There was much talk that day and in the days to come about not forgetting 9/11 and not allowing our mindset to go back to what it was before. I have taken that seriously in the last ten years, believing security issues to be paramount. From my paleocon political perspective, the most tragic byproduct of the Iraq War was the fact that the false pretences of the conflict allowed for so many to “throw out the baby with the bath water” on the need to take all necessary measures to protect our country and its vital interests.

But some hopeful signs have blossomed over a period of time. The spontaneous demonstrations of national joy – the “We Got Him!!!” wave of positivity – however short-lived, proved that we could rally around a common purpose again.

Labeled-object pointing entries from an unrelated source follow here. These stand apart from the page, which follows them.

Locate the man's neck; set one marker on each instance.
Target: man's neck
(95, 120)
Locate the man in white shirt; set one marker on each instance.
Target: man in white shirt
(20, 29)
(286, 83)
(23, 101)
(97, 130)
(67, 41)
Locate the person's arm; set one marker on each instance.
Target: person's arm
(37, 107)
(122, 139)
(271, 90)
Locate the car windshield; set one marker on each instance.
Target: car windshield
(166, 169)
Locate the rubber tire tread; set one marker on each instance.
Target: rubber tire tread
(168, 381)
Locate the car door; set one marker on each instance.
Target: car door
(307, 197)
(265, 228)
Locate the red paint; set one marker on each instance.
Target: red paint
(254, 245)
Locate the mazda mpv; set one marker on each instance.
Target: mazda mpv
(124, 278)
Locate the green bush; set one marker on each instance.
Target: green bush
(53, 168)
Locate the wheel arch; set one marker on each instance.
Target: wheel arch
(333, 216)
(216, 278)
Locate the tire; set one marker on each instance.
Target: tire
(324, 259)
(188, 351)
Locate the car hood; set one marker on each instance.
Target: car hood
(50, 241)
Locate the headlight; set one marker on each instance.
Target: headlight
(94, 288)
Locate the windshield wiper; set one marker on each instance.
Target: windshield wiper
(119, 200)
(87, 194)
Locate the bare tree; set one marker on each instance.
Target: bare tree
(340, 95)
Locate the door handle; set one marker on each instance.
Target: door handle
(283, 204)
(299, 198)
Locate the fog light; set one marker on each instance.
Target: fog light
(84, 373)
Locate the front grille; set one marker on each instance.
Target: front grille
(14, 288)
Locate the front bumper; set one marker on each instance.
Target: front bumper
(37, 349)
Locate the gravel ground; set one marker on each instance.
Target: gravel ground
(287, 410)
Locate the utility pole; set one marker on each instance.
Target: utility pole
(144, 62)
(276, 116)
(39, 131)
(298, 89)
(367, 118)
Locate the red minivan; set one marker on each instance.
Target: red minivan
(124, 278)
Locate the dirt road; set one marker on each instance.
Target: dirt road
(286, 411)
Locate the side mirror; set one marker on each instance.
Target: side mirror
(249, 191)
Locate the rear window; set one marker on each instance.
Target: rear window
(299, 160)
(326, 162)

Additionally, the continuing use of Guantanamo Bay and the drones by the Obama Administration have restored a much-needed bipartisan consensus on doing whatever it takes to keep this country safe by whatever means necessary. Believe me, I’m not a fan of this administration, but I always give credit where it is due.

On this tenth anniversary of the definitive before-and-after day of our lifetimes, reflect on what the day taught us about the extremes, the best and worst of humanity on display side-by-side. Remember the innocents who died, the heroes of Flight 93 who resolved to limit the damage caused by their plane even as they proceeded with their own death sentence and the heroes who worked to rescue the victims – with many of them ending up laying down their own lives in the name of duty. Remember the effectiveness of those who worked to save others in the Twin Towers -- it's a miracle the death toll wasn't into five figures. The 9/11 Digital Archive is especially useful for restoring the vivid images of the day and the time. We must always remember that life is comprised of equal parts what happens to you and what you do about it and that you always need to process events to take a step forward. If you don’t think in the long run that 9/11 affected you, then you are dead wrong, because it affected everyone. If you take some inspiration from the bravery and goodness that was all around in America’s darkest moment and you can do some good as a result of that, then nobody died in vain. We owe those who didn’t make it out of that day nothing less than that.